Before running sinker, do a dry run on one of your view-index mappings to verify everything is defined correctly:

1. Execute the SQL query with `LIMIT 1` in the materialized view definition file to see what a sample JSON record will
look like.
2. Create the destination Elasticsearch index with the settings and mappings in the index configuration file.
3. In Kibana or via cURL, `PUT` the sample JSON record into the Elasticsearch index.
4. Verify the record is indexed as you expect in Elasticsearch.

## Running

Once you have the environment variables and configuration files set up, you can run Sinker with:

```shell
sinker
```

### Performance

Once you have Sinker running, you may well want it to run faster. Here are some things you can do to improve
performance:

1. Decrease `SINKER_POLL_INTERVAL`. This will make Sinker refresh the materialized views more
frequently (and thus keep Elasticsearch in closer sync), but it will also increase the load on the database. Note
that the materialized views are only refreshed when one of the underlying tables has changed, so this won't increase
the load on the database if there are no changes.
2. Increase the `PGCHUNK_SIZE`. This will make Sinker read more rows from the logical replication slot at a time, which
will reduce the number of round trips to the database. However, it will also increase the memory usage of Sinker.
3. Increase the `ELASTICSEARCH_CHUNK_SIZE`. This will make Sinker index more documents in a single Elasticsearch
bulk request, which will reduce the number of round trips to Elasticsearch. However, it will also increase the memory
usage of Sinker and the CPU load on the Elasticsearch cluster.
4. Run `EXPLAIN ANALYZE` on your materialized view queries to see if you can optimize them (e.g., by adding indexes on
the foreign keys).

## Developing

Before getting started, make sure you have [`poetry`](https://python-poetry.org/docs/)
and [`docker-compose`](https://docs.docker.com/compose/install/) installed.

```shell
% docker-compose --version
Docker Compose version v2.31.0
% poetry --version
Poetry (version 1.8.4)
```

Clone the repo:

```shell
git clone [email protected]:paradigmxyz/sinker.git
cd sinker
```

Install dependencies:

```shell
poetry install
```

Spin up Postgres and Elasticsearch:

```shell
docker-compose --env-file=.env.test up -d
```

Run tests (with -s option to allow more verbose output):

```shell
cp .env.test .env # copy the test environment variables
poetry run pytest -s
```

## Operations

### Docker

To run Sinker as a Docker container, you can use the `docker/` files in this repo as a starting point.
Bundle your views and indices configuration files into the Docker image, set up your environment variables, and deploy.

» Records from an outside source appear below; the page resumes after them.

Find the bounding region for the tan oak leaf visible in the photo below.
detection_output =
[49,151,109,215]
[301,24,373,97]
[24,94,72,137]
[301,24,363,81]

### Monitoring and Alerting

Setting up monitoring and alerting will give you confidence that Sinker is functioning properly.
For instance, you can periodically check that the row counts in Postgres match the expected document counts in
Elasticsearch.

## Contributing

Contributions are welcome! Please open an issue or submit a pull request.

## Acknowledgements

Sinker was inspired by [pgsync](https://github.com/toluaina/pgsync) and [debezium](https://debezium.io/). Each project
takes a different approach to the problem, so check them out to see which one is best for you.